Cigarette smoke exposure

Mice were exposed to the mainstream smoke of 3R4F cigarettes (University of Kentucky, Lexington, KY, USA) for 2 h a day, 5 days a week for 2 (acute) or 8 weeks (sub-chronic) using a well-characterized whole-body exposure system (SIU24 system, Promech Lab AB, Vintrie, Sweden). Control groups were exposed to room air.

Pulmonary function assessment

Lung functions were assessed using the FlexiVent® (SCIREQ, Montreal, PQ, Canada). Mice were anesthetized with 100 mg/kg ketamine and 10 mg/kg xylazine; tracheostomized with an 18-gauge blunted needle, mechanically ventilated at a respiratory rate of 150 breaths/minutes and a tidal volume of 10 ml/kg, with a pressure limit of 30 cmH₂O. Muscle paralysis was achieved using pancuronium (2 mg/kg, Sandoz, Boucherville, PQ, Canada) to prevent respiratory efforts during the measurement. The following sequence of measures was repeated three times: Deep inflation, Snapshot-150, Quick Prime-3 and Pressure/Volume-loop to obtain lung inspiratory capacity, compliance, resistance, Newtonian resistance, tissue damping, tissue elastance and the P-V loop.

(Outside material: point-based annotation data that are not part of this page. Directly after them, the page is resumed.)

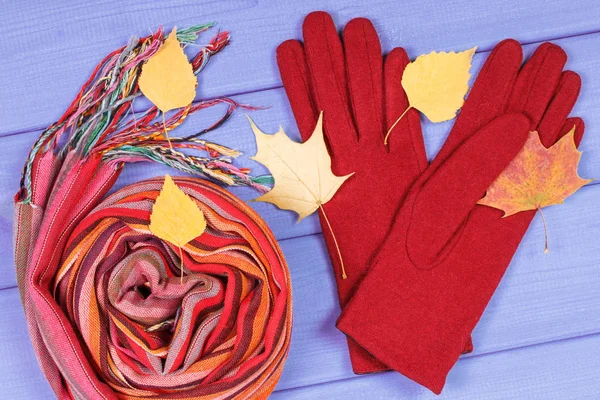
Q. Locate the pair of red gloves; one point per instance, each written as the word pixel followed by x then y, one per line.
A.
pixel 422 258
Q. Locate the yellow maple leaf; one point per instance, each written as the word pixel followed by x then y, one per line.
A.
pixel 175 217
pixel 167 78
pixel 302 172
pixel 537 177
pixel 436 84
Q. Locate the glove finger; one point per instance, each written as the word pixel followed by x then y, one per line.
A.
pixel 296 81
pixel 579 129
pixel 445 200
pixel 488 96
pixel 537 82
pixel 561 105
pixel 325 58
pixel 407 137
pixel 364 66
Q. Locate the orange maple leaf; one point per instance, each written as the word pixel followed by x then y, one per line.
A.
pixel 537 177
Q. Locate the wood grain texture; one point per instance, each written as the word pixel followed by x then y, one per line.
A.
pixel 554 371
pixel 543 298
pixel 49 48
pixel 540 335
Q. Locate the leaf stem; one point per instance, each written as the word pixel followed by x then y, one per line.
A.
pixel 546 250
pixel 337 247
pixel 166 133
pixel 387 135
pixel 180 265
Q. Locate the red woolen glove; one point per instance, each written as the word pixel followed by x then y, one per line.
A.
pixel 360 99
pixel 431 280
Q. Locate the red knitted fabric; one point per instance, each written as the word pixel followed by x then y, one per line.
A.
pixel 361 97
pixel 444 256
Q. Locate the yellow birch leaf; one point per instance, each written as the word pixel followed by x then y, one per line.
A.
pixel 167 78
pixel 175 217
pixel 537 177
pixel 436 83
pixel 302 171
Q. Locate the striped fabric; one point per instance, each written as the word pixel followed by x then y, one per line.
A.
pixel 108 314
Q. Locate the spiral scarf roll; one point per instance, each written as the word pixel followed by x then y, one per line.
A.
pixel 114 320
pixel 114 312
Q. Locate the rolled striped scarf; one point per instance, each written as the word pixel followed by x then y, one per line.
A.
pixel 109 315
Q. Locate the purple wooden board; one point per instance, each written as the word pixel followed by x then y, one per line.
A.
pixel 49 48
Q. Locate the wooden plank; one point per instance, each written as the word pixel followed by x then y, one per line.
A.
pixel 237 134
pixel 542 298
pixel 50 48
pixel 558 370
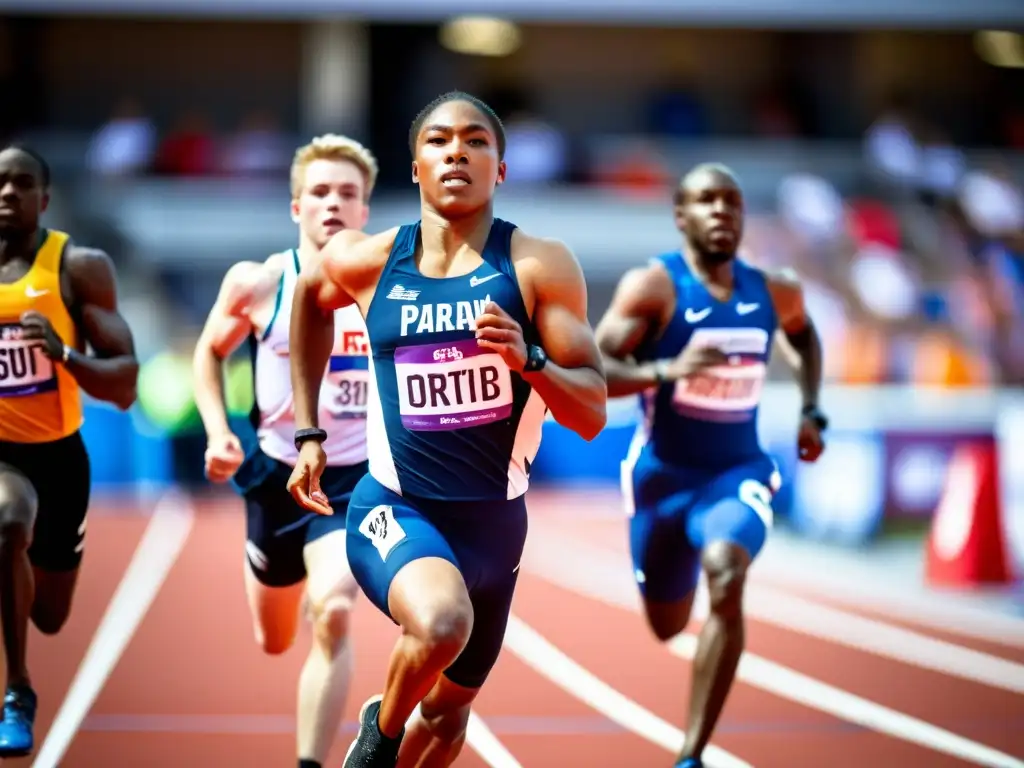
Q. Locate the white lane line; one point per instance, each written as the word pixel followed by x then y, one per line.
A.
pixel 483 741
pixel 585 576
pixel 157 551
pixel 547 659
pixel 804 689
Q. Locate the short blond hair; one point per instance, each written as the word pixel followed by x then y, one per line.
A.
pixel 333 146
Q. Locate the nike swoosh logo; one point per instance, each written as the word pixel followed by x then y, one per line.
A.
pixel 474 281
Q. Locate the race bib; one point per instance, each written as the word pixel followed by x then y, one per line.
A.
pixel 727 392
pixel 724 389
pixel 452 386
pixel 25 369
pixel 347 386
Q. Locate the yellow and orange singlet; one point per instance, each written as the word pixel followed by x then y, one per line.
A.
pixel 40 401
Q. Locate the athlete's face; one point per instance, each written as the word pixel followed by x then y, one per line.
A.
pixel 23 196
pixel 457 164
pixel 332 199
pixel 710 213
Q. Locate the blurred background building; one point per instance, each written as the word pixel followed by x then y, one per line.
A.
pixel 881 150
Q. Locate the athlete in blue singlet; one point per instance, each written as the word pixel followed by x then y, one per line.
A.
pixel 691 332
pixel 475 330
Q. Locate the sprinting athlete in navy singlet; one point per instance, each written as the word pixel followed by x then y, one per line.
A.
pixel 294 555
pixel 691 333
pixel 475 330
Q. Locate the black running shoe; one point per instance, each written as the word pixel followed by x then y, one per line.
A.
pixel 371 748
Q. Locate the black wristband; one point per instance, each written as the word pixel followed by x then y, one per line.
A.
pixel 309 433
pixel 537 358
pixel 812 413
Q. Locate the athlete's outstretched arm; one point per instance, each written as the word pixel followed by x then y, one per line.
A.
pixel 797 326
pixel 639 309
pixel 320 290
pixel 571 383
pixel 110 374
pixel 226 327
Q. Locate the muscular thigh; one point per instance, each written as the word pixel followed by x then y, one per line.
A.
pixel 386 532
pixel 60 476
pixel 734 507
pixel 666 563
pixel 276 529
pixel 487 539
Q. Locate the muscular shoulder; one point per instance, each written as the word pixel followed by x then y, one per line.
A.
pixel 787 296
pixel 649 283
pixel 247 283
pixel 353 259
pixel 352 245
pixel 91 274
pixel 544 258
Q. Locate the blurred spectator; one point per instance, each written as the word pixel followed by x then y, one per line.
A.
pixel 773 118
pixel 258 148
pixel 674 112
pixel 812 208
pixel 125 144
pixel 992 204
pixel 891 146
pixel 187 150
pixel 536 151
pixel 942 165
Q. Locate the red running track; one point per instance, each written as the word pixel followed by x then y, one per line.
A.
pixel 193 689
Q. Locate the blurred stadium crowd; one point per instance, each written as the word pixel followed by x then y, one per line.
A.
pixel 902 212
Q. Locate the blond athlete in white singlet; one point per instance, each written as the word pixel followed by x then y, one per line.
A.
pixel 290 552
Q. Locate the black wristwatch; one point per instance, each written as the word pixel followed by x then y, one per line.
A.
pixel 537 358
pixel 812 413
pixel 309 433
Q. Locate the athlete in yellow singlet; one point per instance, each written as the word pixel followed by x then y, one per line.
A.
pixel 55 299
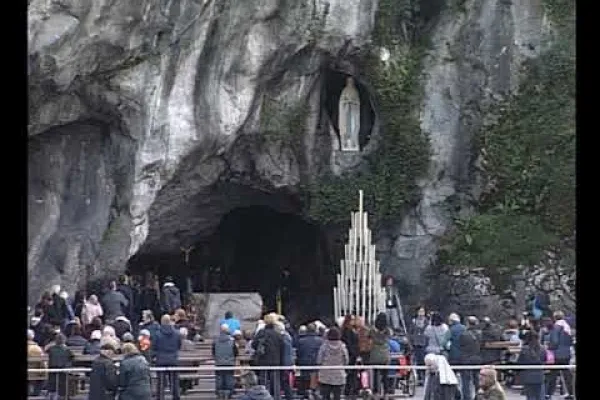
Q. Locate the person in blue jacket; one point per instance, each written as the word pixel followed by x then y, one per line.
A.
pixel 166 345
pixel 532 353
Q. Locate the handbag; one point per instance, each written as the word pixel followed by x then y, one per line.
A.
pixel 314 380
pixel 364 379
pixel 442 352
pixel 550 359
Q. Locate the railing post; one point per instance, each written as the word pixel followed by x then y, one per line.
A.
pixel 277 384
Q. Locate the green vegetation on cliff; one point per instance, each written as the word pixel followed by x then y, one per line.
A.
pixel 402 154
pixel 530 163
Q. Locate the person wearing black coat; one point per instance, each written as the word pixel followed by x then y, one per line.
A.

Sample collection and processing

When Flexivent was not performed, mice were anesthetized with isoflurane and euthanized by exsanguination. Lungs were removed from the chest cavity and the trachea canulated. The right lung was tied using suture strings, snap frozen in liquid nitrogen, and kept at − 80 °C. Bronchoalveolar lavage (BAL) was performed on the left lung by lavaging the lungs twice with 250 μl of PBS. Following BAL, the left lung was inflated with 10% formalin and embedded in paraffin for histological assessment. BAL total cell concentration was determined using a hemocytometer. BAL cells were pelleted at 800 x g, the cell-free BAL fluid (BALF) was collected and stored at − 80 °C. The cell pellet was resuspended in PBS to perform cytospins. Cytospins were stained (Diff-Quik; Fisher Scientific, Ottawa, ON, Canada) and differential counts performed using the Image J software by counting at least 300 cells per cytospin. Blood was collected, left to coagulate at 37 °C, and the serum separated by centrifugation and stored at − 80 °C.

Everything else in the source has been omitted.